The new and revised components also include enhanced changes to the monitoring and remediation process, which is the process that monitors the firm’s system of quality as a whole.

This process can be broken down into four stages:

Stage 1: The design and performance of monitoring activities

The design and performance of monitoring activities is one that needs to be both periodic and ongoing. The process would involve the monitoring of all components within the system, therefore monitoring of the firm’s governance and leadership, compliance with relevant ethical requirements, acceptance and continuance procedures, engagement performance, resources and information and communication.

Such process would involve a firm assessment to understand what factors the firm wishes to monitor through its inspections that are being carried out. For example, should a firm note that engagement team members are not consulting enough during their engagements, then such factor would need to be considered, specifically when carrying out inspections on engagements.

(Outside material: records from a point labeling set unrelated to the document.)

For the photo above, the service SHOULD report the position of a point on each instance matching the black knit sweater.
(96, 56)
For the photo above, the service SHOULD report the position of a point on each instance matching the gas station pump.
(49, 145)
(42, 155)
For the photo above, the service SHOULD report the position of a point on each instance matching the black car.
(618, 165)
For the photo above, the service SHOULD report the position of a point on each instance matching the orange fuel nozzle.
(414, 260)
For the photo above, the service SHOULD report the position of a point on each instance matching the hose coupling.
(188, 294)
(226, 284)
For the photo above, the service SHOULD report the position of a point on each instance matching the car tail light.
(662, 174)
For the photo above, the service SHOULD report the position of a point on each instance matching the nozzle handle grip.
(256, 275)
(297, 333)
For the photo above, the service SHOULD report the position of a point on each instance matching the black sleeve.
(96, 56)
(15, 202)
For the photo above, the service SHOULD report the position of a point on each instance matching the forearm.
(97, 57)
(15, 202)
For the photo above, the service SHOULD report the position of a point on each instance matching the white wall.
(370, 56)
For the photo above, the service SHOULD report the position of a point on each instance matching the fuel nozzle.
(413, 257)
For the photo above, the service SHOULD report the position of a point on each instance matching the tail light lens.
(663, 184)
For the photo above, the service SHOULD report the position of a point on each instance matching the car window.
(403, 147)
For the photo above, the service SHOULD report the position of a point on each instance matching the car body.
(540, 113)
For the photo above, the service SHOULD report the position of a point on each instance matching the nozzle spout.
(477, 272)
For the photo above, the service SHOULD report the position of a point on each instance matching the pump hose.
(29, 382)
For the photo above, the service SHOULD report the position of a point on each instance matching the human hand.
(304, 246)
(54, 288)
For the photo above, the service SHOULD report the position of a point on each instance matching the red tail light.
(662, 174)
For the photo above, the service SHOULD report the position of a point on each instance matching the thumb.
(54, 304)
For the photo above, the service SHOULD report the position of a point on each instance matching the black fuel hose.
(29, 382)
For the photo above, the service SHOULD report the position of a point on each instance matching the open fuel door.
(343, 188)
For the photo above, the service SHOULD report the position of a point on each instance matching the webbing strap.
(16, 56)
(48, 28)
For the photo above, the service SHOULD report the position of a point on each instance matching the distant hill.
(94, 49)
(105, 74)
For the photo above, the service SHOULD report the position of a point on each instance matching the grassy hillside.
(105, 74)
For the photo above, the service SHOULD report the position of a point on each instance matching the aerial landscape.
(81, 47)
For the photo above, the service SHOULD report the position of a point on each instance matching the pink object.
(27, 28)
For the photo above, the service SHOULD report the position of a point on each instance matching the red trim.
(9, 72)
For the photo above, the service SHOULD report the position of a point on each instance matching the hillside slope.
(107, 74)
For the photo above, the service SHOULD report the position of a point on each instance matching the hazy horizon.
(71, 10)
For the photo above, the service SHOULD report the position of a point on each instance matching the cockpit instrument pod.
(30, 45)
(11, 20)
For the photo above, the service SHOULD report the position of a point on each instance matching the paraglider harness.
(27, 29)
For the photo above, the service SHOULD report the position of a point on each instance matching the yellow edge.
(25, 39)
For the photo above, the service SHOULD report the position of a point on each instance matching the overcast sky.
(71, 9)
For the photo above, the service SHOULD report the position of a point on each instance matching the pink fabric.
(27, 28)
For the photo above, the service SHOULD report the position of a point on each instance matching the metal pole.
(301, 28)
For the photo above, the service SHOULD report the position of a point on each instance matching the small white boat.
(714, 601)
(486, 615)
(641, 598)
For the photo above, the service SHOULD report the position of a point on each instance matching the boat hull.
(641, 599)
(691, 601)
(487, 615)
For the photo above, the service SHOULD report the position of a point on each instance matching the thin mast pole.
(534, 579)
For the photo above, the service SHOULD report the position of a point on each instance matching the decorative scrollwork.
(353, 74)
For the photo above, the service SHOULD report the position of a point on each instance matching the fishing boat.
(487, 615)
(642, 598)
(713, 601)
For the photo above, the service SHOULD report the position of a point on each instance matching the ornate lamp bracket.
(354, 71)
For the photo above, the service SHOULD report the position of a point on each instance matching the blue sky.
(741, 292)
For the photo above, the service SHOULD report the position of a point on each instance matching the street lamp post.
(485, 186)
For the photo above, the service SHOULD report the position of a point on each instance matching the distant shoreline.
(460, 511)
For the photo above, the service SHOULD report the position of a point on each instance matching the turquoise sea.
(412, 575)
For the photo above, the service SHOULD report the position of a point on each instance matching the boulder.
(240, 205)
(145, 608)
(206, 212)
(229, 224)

The firm therefore needs to consider the environment in which it is operating and how such environment is affecting the design of the monitoring of those activities. Consideration of the nature, timing and extent of monitoring procedures would also need to be assessed.

Factors that could affect the nature, timing and extent of a firm’s monitoring activities include the following:

  1. The size and structure of the firm
  2. Resources to be used within the firm
  3. Reasons for the assessments given to quality risks within the risk assessment process
  4. The design of firm responses to quality risks identified
  5. The design of the firm’s risk assessment process and the monitoring and remediation process
  6. Changes in the system of quality management
  7. Previous monitoring activities, along with the effectiveness of remedial actions
  8. Whether the firm forms part of a network
  9. Other relevant information, such as complaints and allegations, external inspections and service providers.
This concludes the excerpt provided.